Düsseldorf. Das soll Bryan Adams sein? Das Schwarz-Weiß-Cover-Foto zeigt einen jugendlich wirkenden Gitarristen in glänzenden Leder-Halbschuhen, weißem Hemd und einem schicken Designer-Anzug. Nix schwarzes T-Shirt und blaue Jeans, wie ihn seine Fans kennen; wie er sich auch auf der aktuellen Promo-Tournee präsentiert. Und doch gibt das Bild ein wenig die Richtung von "11" vor, dem neuen Studio-Album des Kanadiers: kein krachendes Rock-Album, eher ein "unplugged" klingendes Stück feiner Popmusik, dessen Kraft sich erst beim zweiten Hören erschließt, dann aber so manche Perle entdecken lässt. Energiegeladene Rasanz, kraftstrotzende Zwei-Sunden-Shows: So hat Adams seit dem letzten Studio-Album "Room Service" (2004) die Hallen gefüllt. Mit den treuen Weggefährten Keith Scott (E-Gitarre) und Mickey Curry (Schlagzeug) an der Seite begeisterte er so die Fanschar hierzulande. Eine schweißtreibende Angelegenheit wie diese Konzerte ist "11" nicht.

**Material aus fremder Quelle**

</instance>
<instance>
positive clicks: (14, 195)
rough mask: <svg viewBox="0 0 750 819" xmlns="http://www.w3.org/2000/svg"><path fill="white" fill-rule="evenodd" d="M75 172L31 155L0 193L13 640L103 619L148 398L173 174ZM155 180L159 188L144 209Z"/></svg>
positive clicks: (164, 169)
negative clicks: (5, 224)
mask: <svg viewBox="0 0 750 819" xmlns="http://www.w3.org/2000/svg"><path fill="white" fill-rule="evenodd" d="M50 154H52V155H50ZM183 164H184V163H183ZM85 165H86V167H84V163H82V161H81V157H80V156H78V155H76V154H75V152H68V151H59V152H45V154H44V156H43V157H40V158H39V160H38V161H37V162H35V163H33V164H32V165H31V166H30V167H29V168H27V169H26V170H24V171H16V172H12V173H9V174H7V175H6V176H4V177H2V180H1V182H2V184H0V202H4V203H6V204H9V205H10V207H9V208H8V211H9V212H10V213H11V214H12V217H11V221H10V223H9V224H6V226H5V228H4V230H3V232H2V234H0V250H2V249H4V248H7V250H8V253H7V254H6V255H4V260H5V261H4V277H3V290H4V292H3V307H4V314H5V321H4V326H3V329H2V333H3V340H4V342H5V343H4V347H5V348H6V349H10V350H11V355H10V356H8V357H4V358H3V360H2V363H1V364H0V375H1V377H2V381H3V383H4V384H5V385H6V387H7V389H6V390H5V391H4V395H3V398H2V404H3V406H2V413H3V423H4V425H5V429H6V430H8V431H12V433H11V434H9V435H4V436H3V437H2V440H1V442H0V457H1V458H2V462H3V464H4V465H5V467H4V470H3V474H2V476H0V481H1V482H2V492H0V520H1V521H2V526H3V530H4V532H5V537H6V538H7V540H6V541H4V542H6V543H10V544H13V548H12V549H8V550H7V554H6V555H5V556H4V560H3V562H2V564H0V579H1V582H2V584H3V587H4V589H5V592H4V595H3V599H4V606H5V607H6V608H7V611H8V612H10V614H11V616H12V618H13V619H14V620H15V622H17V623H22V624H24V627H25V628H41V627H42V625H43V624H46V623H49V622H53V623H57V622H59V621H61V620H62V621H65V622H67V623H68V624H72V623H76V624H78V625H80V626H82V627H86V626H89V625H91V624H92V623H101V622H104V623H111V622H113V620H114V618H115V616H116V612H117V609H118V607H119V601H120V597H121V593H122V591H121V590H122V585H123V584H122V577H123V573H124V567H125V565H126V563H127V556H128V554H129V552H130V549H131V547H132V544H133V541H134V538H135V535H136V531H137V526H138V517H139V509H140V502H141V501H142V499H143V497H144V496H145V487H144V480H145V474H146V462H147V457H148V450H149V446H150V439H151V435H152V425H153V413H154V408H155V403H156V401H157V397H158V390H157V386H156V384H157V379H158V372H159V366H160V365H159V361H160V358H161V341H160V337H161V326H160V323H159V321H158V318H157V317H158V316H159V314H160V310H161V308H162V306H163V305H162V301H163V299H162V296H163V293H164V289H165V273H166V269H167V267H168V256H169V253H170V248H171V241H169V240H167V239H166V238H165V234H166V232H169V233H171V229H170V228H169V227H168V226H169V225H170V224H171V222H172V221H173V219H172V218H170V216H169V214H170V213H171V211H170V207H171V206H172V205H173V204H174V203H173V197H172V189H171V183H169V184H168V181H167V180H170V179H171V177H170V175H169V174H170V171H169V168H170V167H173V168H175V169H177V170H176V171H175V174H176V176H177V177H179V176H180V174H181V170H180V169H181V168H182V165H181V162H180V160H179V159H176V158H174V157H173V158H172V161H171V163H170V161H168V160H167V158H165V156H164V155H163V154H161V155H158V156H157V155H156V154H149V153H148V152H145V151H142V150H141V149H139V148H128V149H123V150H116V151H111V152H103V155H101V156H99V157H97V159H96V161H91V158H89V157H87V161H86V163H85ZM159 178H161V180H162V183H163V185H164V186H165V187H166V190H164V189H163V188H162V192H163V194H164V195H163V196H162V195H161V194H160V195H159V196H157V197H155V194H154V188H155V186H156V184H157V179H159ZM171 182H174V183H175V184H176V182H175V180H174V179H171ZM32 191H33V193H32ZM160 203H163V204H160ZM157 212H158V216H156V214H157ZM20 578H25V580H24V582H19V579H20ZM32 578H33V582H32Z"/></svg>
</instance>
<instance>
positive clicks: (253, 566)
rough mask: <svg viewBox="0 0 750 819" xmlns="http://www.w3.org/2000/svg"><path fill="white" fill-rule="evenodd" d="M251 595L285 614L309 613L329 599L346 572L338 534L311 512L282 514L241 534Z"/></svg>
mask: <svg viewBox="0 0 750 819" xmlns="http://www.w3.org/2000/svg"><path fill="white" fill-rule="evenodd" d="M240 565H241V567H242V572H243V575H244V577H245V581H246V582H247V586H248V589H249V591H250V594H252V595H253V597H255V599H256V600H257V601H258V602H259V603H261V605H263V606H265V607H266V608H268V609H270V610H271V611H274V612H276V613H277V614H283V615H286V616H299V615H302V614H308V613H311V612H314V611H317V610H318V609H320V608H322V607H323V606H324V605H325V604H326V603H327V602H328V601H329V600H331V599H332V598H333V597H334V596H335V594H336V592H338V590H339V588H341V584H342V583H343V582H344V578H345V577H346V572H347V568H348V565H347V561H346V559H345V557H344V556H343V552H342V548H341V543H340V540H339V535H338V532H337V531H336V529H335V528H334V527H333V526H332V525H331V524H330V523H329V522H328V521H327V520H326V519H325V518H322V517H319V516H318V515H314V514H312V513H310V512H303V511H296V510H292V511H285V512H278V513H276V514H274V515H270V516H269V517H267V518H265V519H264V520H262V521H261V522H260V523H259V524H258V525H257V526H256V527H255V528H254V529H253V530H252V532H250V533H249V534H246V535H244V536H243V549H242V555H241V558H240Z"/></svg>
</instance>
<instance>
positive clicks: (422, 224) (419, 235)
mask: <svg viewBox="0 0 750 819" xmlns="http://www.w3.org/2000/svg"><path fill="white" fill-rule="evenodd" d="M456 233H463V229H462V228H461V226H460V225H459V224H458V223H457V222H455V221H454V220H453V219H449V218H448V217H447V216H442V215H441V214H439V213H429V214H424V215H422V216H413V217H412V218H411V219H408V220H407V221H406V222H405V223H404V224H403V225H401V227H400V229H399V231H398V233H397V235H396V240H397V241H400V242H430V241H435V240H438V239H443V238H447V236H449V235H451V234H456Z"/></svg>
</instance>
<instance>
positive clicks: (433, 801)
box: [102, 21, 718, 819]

Statt des elektrischen Sechssaiters dominiert die Akustik-Gitarre
Elf Songs in knapp 44 Minuten, die er noch bis kommende Woche in elf europäischen Städten live vorstellt: Da dominiert nicht der elektrische Sechssaiter, sondern die akustische Gitarre. Und eben mit der steht Adams bei den elf Konzerten auf den Bühnen - im St. Pauli-Theater Hamburg zum Beispiel, oder in der Londoner St. James Kirche zum Abschluss: Adams pur. Jeans, T-Shirt, Igel-Frisur, scherzend im Dialog mit den Anhängern. Diese Gitarre bildet den Grundsound von "11". Und so war, wie Adams im Interview erzählt, das aktuelle Werk ursprünglich als Akustik-Album angelegt. "Und erst, als schon eine Menge eingespielt und gemischt war, hatte ich das Gefühl, dass ich gar kein Akustik-Album machen wollte. Ich wollte ein Rockalbum." Das ist es geworden - allerdings ein mildes; Bryan Adams light. "11" startet knackig. "Tonight we have the stars" ist ein typischer Adams-Song: Treibende Musik, und dazu serviert er textlich einen kalifornischen Wein, chinesisches Essen und Liebe auf Leinenlaken. Liebe, Lust und Freundschaft - zwischenmenschliche Alltäglichkeiten sind seine Themen. "Einfache Texte. Jeder kennt solche Gefühle", sagt er knapp.Adams verzichtet auf gefürchtete Oberkitschschnulzen
Ein lyrischer Rockstar wird er nicht mehr sein. Das bestätigt auch die erste Single "I thought I’d seen everything" - absolut radiotauglich, ein perfekter Guten-Morgen-auf-der-Fahrt-zur-Arbeit-Song. Eine schwungvolle Up-Tempo-Nummer. Auch das knarzige "Oxygene" gehört zu den flotten Stücken des Albums, das in der Summe aber auf gediegenes Midtempo setzt, dabei auf gefürchtete Oberkitschschnulzen verzichtet - und das mit Erfolg. Das gilt zum Beispiel für "Flower Grown Wild", ein fast altmodisch anmutender Rock-Track, der die Promi-Mädels aus den Hollywood Hills aufs Korn nimmt. Faszinierender Kammermusikrock zum Finale: "Walk on by". Nur Gitarre, Geige, Viola und ein flüsternd-raspelnder Kanadier. Vielleicht das Highlight: "Somethin’ to believe in". Hier kommt Adams’ einzigartige raue Stimme voll zur Geltung. Erst ein Schrammeln auf der Akustischen, über die er sein Reibeisen legt. Im Hintergrund schmeicheln sich Streicher ein. Sein Gesang wirkt erzählend-lakonisch, in einzelnen Zeilen fast dylanesk. Dann der Refrain, echoartige Chöre: "Es reicht nicht aus, nur zu atmen; ich brauche etwas, an das ich glaube." Eine echte Adams-Hymne. "11" ist eine Wohlfühlplatte, die sich vermutlich erst auf den Konzerten in ihrer ganzen Kraft entfalten wird. Bryan Adams Produktiv 1980 erschien das Debüt-Album "Bryan Adams". Sein Durchbruch gelang ihm 1983 mit Album Nummer 3 "Cuts like a knife". Mit "Summer of 69" schuf der heute 48-Jährige einen zeitlosen Klassiker der Rock-Geschichte. "11", das ab heute erhältlich ist, ist sein elftes Studio-Album. Daneben hat er Soundtracks, Best-of-Zusammenstellungen und Live-Alben auf den Markt gebracht.Preisgekrönt Mehr als 65 Millionen Tonträger soll Adams in seiner Karriere verkauft haben. "Everything I do" ist heute noch die Single mit den meisten Wochen auf Platz Eins (16) und war Oscar-nominiert. In seinen Regalen stehen ein Grammy und ein American Music Award.